We all had before. This is mostly for dealing with the USM type companies. When you sign a deal with them and they want you to invoice them every month to get your money ,why? You have a deal with them ,it states price,and how many months it to be paid over. So why do they need an invoice? It should be setup at the beginning of the season and a check is cut to you each month. I know, they want to F with you and hold your money!


----------



## thelettuceman (Nov 23, 2010)

You an answered your question in the last sentence of your posting !!


----------



## Stik208 (Oct 19, 2004)

thelettuceman;1239644 said:


> You an answered your question in the last sentence of your posting !!


I believe it is a rhetorical question.


----------



## fci (Sep 7, 2008)

When you call up a company "X" to get paid they say we lost your invoice or insurance please resend. Just a way they hold your money as long as they can. How about when your contract says you are to be paid on the 15 Th of the month. What that means is you should get your check by the 30 Th of the month. 30 day pay means 45 day.


----------



## jklawn&Plow (Jan 8, 2011)

There's always a few bad apples, eventually they will only get paid in full option,


----------



## Plow Babe (Feb 4, 2003)

I may not understand your question.

Invoicing is standard accounting practice. We have seasonal contracts, and I send invoices each month. In my business experience, almost all companies invoice to get paid. Just scanning my list of payables, even if we have a flat rate agreement to pay someone, they still send me a monthly invoice. Invoicing also makes it easier for me to track and project my receivables, it's just an accounting thing.

If a customer is going to delay or withhold payment, they will do it regardless of whether or not they have an invoice, they'll find some excuse or other.


----------



## grandview (Oct 9, 2005)

I understand about the invoicing of customers.I just mean more so for maintenance companies. You sign their contact which has the terms of payment. So why can't they just enter the amount of money for x amount of months and the check get cut on the 30-45th day


----------



## JD Dave (Mar 20, 2007)

Look at it from the other side. I don't pay bills unless someone send me an invoice. I use to send cheques out without invoices and it was like pulling teeth to get a receipt.


----------



## grandview (Oct 9, 2005)

Yes agree JD. But the check was cashed so would that be good enough as a receipt?


----------



## paponte (Oct 28, 2003)

I often wonder the same, especially with maintenance like you suggested. One thing that helps me out a bit but is not bulletproof. I offered several payment options to the client one being a season total divided by eight equal payments, due on the first of every month. It clearly states we will not send an invoice. While it works for residential, most commercial clients will NOT pay anything unless they have an invoice... not a statement an invoice. That's another thing that bugs me. Invoice vs. statement.


----------



## jklawn&Plow (Jan 8, 2011)

For lawns I offer Full pay, 3 pay, 6 pay.
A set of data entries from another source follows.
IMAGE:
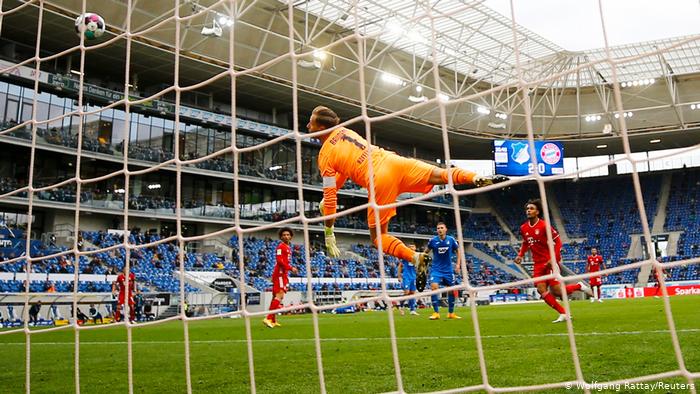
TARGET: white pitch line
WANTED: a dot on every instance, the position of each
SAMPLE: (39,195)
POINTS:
(585,334)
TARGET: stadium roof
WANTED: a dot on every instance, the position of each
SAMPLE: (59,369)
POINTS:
(474,56)
(479,42)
I tack on $12-16 for the 3 payment plan and another $12-16 for the 6. Its all on the contract. and currently I copy the contract and send out as an invoice ( there is "office use only" section at bottom of contract for invoice record)

For plowing they pay full or twice. Same setup though. 2nd payment is due on my birthday and better not be late. They all get good service no big deal I just send "2nd notice" and write "I didn't get the 2nd check yet"


----------